Tesco Tax reaches sell-by date at Holyrood

THE SNP's bid to levy a £30 million "supermarket tax" on large retailers across Scotland looks certain to be dropped today, with opposition MSPs lining up to vote it down in parliament.

The so-called Tesco Tax, under which large retailers would pay an extra sum on top of their business rates, is set to fall foul of opposition from Labour, the Liberal Democrats and the Tories, all of whom have called on ministers to scrap what they claim is an unfair tax on job creation.

But the Scottish Government will continue to argue the extra levy is justified on the grounds that "those with the broadest shoulders" should pay more.

Hide Ad
Hide Ad

The vote comes with stores continuing to lobby against the imposition of the tax, pointing to huge differences in the rates for which retailers and non-retailers would be liable.

Tesco said that while its new Tesco Bank office in Edinburgh would not be hit - and has actually seen its rates bill fall over the past year - its store in nearby Corstorphine would have to pay an extra 343,000.

Meanwhile, Asda said its store in Leith which would have to pay an extra 172,000. The company said the increase amounted to 17 times the rates rise set to be imposed on Scottish Gas's headquarters nearby, which currently pays a similar amount. Asda also published a poll of 1,000 Scots which showed 71 per cent believed MSPs should vote the levy down, while 74 per cent believed the tax was unfair.

A spokesperson said: "It's clear people in Scotland believe this is an unfair tax that will be bad for jobs and the Scottish economy. We hope politicians will take their views into account."

However, the Federation of Small Businesses has backed the tax. And last night, the body representing Scotland's pubs also urged MSPs to support it, saying supermarkets got a far better deal on tax than licensed premises.
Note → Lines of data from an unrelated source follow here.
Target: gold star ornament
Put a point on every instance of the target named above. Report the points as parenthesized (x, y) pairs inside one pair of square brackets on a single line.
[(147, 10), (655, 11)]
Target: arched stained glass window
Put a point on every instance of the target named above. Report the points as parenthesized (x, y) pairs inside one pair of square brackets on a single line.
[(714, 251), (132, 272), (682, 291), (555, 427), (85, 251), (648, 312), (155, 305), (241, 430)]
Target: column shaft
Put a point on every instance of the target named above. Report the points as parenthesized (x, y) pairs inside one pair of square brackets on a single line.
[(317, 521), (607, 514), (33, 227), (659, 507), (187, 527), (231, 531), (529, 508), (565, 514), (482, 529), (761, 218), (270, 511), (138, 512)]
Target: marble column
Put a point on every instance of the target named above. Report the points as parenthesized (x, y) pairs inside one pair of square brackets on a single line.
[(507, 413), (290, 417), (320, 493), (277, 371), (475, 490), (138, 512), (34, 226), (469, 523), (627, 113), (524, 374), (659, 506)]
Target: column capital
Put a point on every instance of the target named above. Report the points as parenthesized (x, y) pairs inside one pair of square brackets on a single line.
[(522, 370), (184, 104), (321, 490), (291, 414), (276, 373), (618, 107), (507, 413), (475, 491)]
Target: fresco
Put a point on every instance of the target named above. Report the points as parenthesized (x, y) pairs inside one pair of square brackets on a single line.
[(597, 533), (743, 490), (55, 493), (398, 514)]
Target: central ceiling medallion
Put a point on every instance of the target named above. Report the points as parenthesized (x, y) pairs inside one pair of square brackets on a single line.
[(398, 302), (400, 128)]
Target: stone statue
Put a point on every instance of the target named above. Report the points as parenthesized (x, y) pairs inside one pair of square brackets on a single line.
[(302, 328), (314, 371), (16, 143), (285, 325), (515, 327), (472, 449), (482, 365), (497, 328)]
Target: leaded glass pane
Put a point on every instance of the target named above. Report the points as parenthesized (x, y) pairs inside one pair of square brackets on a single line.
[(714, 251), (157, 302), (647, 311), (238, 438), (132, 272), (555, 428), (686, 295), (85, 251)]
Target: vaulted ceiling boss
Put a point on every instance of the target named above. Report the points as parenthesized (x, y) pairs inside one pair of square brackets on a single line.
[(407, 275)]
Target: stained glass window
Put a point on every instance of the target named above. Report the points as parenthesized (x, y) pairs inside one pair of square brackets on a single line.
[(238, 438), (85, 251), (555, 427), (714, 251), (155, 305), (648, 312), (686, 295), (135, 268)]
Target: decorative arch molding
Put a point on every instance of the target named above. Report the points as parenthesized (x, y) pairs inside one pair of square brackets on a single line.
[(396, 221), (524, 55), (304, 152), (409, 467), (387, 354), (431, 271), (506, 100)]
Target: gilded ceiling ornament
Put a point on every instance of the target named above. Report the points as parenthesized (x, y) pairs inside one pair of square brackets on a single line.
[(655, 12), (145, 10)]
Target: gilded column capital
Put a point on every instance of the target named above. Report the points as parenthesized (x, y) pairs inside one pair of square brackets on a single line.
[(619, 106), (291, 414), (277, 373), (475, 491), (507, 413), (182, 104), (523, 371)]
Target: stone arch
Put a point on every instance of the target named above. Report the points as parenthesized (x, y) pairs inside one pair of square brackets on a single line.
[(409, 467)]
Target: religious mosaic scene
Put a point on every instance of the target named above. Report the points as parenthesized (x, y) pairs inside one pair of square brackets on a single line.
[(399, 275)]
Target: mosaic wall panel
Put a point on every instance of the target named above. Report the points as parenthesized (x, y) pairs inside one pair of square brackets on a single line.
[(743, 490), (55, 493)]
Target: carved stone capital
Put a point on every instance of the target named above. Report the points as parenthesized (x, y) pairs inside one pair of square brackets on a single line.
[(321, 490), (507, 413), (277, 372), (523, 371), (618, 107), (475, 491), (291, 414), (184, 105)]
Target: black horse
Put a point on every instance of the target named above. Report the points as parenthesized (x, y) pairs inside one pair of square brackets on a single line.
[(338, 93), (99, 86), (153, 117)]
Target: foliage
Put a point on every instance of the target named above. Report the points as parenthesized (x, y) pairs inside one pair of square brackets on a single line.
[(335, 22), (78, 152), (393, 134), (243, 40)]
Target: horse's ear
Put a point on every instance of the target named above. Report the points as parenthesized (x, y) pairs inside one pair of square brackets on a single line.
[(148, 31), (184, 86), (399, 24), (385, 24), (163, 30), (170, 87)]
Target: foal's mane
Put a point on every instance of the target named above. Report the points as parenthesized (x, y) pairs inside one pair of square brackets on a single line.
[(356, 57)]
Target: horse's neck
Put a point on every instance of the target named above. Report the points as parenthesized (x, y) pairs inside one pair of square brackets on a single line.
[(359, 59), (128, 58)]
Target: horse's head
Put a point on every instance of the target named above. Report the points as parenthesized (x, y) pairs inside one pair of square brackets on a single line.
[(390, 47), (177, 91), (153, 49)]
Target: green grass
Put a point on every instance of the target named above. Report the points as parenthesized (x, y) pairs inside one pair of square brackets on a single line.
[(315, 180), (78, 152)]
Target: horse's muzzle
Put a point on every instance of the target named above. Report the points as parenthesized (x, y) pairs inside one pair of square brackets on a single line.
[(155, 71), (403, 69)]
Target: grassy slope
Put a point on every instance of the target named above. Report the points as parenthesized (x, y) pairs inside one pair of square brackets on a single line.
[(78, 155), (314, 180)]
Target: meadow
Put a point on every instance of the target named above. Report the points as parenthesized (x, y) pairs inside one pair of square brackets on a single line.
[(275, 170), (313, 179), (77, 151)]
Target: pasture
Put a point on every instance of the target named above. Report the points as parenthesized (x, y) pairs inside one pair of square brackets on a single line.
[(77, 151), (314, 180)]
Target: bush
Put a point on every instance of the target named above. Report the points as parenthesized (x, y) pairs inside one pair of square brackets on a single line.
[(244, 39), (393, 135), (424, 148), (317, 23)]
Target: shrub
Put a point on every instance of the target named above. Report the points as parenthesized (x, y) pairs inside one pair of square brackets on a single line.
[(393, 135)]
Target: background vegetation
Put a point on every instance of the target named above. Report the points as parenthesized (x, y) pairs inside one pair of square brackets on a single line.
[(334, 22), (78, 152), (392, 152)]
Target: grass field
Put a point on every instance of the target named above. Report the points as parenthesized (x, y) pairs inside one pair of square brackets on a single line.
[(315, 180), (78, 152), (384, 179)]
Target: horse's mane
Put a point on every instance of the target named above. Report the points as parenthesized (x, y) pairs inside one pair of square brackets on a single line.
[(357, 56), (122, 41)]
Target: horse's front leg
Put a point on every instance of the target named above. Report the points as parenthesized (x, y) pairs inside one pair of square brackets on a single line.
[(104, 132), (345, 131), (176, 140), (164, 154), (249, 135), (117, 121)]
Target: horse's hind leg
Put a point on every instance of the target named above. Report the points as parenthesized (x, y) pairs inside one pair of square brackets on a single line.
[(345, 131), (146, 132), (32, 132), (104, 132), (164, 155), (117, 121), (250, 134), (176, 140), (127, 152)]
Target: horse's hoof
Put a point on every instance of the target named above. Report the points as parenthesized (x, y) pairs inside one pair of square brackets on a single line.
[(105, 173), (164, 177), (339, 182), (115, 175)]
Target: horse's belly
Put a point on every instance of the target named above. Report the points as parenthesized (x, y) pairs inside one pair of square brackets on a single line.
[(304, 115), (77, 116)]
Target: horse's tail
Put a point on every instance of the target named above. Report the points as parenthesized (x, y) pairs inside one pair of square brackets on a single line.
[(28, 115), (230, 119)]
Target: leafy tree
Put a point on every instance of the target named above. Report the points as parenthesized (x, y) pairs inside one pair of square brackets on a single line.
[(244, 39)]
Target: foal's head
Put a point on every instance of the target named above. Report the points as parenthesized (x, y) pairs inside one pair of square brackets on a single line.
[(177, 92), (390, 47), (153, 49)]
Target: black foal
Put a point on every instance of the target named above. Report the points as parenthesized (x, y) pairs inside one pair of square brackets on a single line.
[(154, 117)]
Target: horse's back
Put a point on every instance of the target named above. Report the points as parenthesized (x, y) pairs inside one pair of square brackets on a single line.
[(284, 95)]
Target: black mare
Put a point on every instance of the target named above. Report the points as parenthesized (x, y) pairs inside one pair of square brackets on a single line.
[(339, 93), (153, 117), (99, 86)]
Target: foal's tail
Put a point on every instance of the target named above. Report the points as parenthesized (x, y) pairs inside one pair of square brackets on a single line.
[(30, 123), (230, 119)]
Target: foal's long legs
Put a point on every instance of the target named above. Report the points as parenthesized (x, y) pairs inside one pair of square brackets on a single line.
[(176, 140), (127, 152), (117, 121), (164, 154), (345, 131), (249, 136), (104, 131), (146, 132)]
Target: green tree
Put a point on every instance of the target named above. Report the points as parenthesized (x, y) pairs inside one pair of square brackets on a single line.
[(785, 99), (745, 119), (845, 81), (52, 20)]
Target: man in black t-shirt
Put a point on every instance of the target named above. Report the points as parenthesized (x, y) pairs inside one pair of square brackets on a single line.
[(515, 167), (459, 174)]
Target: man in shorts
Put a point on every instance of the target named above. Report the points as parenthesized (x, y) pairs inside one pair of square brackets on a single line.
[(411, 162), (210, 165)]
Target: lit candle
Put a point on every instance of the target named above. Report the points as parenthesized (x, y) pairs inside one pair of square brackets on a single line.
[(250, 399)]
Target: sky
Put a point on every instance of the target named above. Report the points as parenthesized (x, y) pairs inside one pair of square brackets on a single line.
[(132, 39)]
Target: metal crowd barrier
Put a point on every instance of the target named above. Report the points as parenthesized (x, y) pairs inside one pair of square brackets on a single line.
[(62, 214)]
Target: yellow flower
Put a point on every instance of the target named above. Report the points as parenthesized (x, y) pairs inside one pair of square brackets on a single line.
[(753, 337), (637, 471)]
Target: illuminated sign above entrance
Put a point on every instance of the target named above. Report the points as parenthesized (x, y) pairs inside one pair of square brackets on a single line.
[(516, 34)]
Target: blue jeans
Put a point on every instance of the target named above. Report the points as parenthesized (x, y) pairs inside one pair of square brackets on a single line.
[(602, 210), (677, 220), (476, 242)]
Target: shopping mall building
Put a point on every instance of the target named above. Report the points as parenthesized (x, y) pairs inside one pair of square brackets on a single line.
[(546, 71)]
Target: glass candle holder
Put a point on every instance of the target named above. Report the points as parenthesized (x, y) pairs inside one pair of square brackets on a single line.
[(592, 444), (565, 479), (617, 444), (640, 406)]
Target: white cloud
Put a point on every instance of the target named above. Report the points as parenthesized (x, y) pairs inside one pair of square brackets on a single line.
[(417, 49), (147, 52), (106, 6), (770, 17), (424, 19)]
A spokesman for the Scottish Licensed Trade Association said: "We fully concur with the Federation of Small Businesses' statement that it is now more important than ever that the playing field is levelled wherever possible. We have been arguing this for many years."

A Scottish Government spokesman said: "We will press the case that those with the broadest shoulders should bear more of the burden in supporting spending for vital services, at a time when Westminster has slashed Scotland's budget by 1.3 billion."

But CBI Scotland's David Lonsdale said: "The tax is wholly at odds with the SNP government's claim to want to make Scotland 'the most attractive place for doing business in Europe' and it should be ditched."